There were changes in the brain as well. The hippocampus of old mice - a region of the brain associated with learning and memory - became more physically and chemically similar to the hippocampus of young mice. The old mice that received young mouse poop also learned to solve mazes faster and were better at remembering the maze layout on subsequent attempt. None of these effects was seen in old mice given old mouse feces.
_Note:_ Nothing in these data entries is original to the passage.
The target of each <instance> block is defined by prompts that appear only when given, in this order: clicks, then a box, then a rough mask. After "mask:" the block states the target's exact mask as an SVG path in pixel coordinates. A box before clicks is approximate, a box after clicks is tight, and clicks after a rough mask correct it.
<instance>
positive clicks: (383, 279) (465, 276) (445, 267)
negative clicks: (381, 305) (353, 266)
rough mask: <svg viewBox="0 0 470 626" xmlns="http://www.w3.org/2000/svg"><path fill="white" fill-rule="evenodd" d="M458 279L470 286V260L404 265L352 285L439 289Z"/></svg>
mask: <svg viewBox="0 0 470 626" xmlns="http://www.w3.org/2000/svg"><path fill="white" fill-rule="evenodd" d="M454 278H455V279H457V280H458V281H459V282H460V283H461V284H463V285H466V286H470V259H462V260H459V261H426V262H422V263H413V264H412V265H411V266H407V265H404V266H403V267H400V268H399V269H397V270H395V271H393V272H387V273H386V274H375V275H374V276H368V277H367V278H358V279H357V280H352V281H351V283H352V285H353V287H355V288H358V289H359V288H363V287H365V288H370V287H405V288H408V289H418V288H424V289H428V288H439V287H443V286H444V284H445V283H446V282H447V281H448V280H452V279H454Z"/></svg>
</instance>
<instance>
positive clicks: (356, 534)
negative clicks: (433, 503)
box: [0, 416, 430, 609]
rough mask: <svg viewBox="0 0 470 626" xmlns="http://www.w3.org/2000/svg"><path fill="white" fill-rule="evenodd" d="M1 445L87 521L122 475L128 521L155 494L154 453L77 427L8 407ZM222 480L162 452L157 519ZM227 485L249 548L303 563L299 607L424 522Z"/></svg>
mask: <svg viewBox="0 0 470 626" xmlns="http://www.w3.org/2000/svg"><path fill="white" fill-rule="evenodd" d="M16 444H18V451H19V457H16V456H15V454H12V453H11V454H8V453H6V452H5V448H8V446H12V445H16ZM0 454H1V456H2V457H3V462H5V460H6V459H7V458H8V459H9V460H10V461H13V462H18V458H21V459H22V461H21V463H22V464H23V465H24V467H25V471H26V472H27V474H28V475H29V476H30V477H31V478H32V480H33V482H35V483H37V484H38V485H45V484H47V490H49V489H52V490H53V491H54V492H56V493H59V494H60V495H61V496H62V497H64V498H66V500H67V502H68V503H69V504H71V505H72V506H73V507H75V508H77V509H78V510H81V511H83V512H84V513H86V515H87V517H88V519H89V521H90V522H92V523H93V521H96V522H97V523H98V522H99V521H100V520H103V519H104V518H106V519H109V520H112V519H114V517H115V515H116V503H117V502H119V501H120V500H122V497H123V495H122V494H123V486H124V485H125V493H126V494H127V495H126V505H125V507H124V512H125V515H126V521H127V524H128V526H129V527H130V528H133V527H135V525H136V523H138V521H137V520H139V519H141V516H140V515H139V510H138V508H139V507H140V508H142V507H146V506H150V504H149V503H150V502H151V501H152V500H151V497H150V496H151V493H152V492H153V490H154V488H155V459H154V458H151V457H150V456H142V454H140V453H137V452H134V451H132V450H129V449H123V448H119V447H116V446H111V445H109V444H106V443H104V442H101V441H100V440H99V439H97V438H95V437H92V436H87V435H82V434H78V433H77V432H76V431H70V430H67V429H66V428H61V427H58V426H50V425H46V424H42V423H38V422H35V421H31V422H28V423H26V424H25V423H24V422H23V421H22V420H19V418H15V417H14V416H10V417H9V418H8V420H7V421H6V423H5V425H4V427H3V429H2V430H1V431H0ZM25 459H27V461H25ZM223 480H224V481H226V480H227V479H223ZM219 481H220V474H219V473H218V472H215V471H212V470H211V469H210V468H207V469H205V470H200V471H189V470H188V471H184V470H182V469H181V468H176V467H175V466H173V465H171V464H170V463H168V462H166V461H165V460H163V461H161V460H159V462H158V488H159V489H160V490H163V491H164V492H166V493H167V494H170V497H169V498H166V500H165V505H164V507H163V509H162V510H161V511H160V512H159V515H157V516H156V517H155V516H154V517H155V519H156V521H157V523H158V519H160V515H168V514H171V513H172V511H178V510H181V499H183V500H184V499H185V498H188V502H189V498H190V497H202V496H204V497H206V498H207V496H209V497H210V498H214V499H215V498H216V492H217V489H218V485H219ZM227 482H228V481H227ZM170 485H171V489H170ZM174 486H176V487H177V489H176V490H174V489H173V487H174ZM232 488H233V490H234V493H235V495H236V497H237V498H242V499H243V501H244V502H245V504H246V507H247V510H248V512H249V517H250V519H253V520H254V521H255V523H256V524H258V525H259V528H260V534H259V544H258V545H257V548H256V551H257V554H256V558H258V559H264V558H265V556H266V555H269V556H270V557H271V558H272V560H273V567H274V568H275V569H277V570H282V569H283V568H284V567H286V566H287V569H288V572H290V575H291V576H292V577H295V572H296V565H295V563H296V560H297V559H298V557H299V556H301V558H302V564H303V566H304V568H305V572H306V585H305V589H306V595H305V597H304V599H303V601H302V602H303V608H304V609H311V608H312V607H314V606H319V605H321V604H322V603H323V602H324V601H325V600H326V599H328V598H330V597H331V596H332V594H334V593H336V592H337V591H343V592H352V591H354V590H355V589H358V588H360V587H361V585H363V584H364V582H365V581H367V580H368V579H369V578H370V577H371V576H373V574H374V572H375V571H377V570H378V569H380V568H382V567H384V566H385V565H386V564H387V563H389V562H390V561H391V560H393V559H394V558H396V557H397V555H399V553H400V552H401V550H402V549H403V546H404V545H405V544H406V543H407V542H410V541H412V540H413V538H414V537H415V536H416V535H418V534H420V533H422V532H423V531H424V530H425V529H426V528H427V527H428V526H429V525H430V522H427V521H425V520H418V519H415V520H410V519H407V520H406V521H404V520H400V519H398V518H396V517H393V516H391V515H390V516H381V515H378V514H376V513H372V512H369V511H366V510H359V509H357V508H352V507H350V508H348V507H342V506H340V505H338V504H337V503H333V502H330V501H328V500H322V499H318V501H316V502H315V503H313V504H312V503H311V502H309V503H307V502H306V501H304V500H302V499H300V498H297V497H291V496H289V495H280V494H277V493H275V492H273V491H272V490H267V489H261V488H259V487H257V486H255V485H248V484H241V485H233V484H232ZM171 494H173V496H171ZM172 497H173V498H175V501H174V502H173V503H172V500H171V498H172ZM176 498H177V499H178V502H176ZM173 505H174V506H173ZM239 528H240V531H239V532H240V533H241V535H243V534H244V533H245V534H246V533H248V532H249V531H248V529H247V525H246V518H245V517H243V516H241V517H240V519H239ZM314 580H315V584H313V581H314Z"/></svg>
The gut microbiota is increasingly recognized as an important regulator of host immunity and brain health. The aging process yields dramatic alterations in the microbiota, which is linked to poorer health and frailty in elderly populations. However, there is limited evidence for a mechanistic role of the gut microbiota in brain health and neuroimmunity during aging processes. Therefore, we conducted fecal microbiota transplantation from either young (3-4 months) or old (19-20 months) donor mice into aged recipient mice (19-20 months). Transplant of a microbiota from young donors reversed aging-associated differences in peripheral and brain immunity, as well as the hippocampal metabolome and transcriptome of aging recipient mice. Finally, the young donor-derived microbiota attenuated selective age-associated impairments in cognitive behavior when transplanted into an aged host. Our results reveal that the microbiome may be a suitable therapeutic target to promote healthy aging.